Niall birşey demedi. Sadece daha sıkı sarıldı ona. Ne demek istediğini Harry anladı. Fısıldadıkları için Carry hiçbirşey duymuyordu.

"Ah siz çok tatlısınız. Gelin buraya" dedi ve kendi kollarınıda açarak onlara yaklaştı. Üçü birden sarılmaya başladılar.

"Benim evimde kalabilirsiniz." Dedi Carry.

"Hayır. Hiç gerek yok Carry. Sana çok yük oluruz." Dedi Harry.

"Ne yükü canım, siz benim oğullarımsınız." Dedi Carry ve iksininde sırtını sıvazladı. Sonra ayrıldılar. Birlikte toplandılar. Işıkları söndürdüler ve dükkanı kilitlediler. Turkuaz bir vosvosa bindiler. Carry ara sokaklarda arabayı sürmeye başladı. Bir 10 dakika sonra Bir apartmanın önüne geldiler. Çok iyi değildi ama çokda kötü değildi. Carry anahtarını çantada aramaya başladı. En sonunda buldu. Kapıyı açtı. İçeri girdiler. Çok tatlı bir ev vardı karşılarında Niall ve Harry'nin. Her yer pembe, beyaz eşyalar ve dantellerle süslenmişti.

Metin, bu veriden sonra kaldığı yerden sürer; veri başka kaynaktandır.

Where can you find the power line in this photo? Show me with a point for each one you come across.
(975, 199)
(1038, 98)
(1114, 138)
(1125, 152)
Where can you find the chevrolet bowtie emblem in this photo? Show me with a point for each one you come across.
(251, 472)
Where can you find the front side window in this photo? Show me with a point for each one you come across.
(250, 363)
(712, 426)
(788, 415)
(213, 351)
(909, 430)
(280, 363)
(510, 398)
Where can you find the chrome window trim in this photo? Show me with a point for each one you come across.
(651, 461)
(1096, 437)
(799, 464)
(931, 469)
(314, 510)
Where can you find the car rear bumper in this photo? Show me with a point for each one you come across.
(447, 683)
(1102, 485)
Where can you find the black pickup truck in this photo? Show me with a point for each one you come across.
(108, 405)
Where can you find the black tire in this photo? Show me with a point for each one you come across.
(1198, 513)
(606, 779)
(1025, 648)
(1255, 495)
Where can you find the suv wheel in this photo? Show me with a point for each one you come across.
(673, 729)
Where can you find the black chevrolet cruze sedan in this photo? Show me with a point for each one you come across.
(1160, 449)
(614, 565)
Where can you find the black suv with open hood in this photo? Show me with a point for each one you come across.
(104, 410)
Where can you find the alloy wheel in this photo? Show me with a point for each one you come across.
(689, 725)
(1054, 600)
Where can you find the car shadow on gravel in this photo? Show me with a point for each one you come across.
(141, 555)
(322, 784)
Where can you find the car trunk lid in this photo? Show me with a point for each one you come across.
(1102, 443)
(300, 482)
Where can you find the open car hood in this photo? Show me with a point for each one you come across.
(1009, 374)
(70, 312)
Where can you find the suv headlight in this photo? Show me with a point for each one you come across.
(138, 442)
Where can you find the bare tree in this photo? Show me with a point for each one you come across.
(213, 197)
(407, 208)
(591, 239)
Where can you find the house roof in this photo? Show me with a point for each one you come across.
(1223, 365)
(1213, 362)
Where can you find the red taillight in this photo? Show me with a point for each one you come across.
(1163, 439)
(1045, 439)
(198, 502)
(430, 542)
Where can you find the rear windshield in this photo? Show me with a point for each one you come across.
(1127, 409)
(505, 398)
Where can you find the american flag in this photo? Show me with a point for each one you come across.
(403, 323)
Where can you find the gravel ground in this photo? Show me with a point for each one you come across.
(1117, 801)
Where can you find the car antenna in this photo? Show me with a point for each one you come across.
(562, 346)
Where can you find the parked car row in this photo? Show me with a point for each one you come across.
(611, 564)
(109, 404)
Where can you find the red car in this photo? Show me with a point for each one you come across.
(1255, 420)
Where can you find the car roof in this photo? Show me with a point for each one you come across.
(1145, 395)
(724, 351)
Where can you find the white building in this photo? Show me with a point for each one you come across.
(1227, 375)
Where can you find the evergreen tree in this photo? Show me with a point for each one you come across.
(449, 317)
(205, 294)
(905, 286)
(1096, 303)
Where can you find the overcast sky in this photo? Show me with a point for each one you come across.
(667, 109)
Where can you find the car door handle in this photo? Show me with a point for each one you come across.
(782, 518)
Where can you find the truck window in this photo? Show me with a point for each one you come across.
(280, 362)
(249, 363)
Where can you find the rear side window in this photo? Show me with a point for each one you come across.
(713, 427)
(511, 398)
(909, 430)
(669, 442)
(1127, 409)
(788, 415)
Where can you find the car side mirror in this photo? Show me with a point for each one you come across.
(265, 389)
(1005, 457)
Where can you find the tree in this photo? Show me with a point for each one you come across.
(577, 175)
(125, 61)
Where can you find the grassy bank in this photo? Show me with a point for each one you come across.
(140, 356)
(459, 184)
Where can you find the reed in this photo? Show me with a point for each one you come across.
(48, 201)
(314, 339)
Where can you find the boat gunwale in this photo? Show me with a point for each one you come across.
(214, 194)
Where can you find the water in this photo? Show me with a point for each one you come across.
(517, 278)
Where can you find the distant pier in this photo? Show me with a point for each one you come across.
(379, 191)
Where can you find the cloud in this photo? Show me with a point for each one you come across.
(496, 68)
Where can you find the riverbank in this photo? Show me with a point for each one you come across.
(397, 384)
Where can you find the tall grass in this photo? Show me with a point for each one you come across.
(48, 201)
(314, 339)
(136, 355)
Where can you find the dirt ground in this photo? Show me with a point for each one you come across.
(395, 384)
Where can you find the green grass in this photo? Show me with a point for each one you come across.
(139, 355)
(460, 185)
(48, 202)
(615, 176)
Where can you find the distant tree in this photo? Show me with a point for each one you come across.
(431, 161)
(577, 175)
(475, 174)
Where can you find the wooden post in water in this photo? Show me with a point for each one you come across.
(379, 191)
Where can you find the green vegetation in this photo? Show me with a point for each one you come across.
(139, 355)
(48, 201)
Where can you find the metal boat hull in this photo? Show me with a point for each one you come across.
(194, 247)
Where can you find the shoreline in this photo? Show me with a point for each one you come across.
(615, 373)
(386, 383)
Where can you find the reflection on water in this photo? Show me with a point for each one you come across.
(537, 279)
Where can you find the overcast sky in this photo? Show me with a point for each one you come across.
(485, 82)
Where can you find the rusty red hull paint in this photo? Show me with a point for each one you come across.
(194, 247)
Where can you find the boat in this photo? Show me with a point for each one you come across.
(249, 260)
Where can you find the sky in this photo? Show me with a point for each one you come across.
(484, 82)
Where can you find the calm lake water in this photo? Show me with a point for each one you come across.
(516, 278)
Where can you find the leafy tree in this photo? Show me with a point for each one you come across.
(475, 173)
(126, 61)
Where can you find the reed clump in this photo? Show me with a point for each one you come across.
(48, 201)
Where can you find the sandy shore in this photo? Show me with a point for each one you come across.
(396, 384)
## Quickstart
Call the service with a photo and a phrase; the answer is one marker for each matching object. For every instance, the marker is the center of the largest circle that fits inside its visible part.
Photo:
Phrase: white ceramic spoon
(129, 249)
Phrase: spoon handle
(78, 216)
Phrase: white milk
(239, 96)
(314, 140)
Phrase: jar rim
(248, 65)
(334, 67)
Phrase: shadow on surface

"Açmısınız?" Diye sordu Carry.

"Eee şey hayır. Sanada daha çok yük olmayalım. Bu gün uyuyalım yarın zaten evde olmayız." Dedi Niall. NİALL. NİALL AÇ OLMADIĞINI SÖYLEDİ.

"Siz bilirsiniz. Pizza yemek istemiyorsanız?"

"Ben açım" dedi Niall. Sonunda kabullenmişti.

¤ ¤ ¤ ¤ ¤ ¤ ¤

"Biz yerde yatarız." Dedi Harry.

"Boşta çift kişilik yatak var. Sizi oraya yatırıcaktım."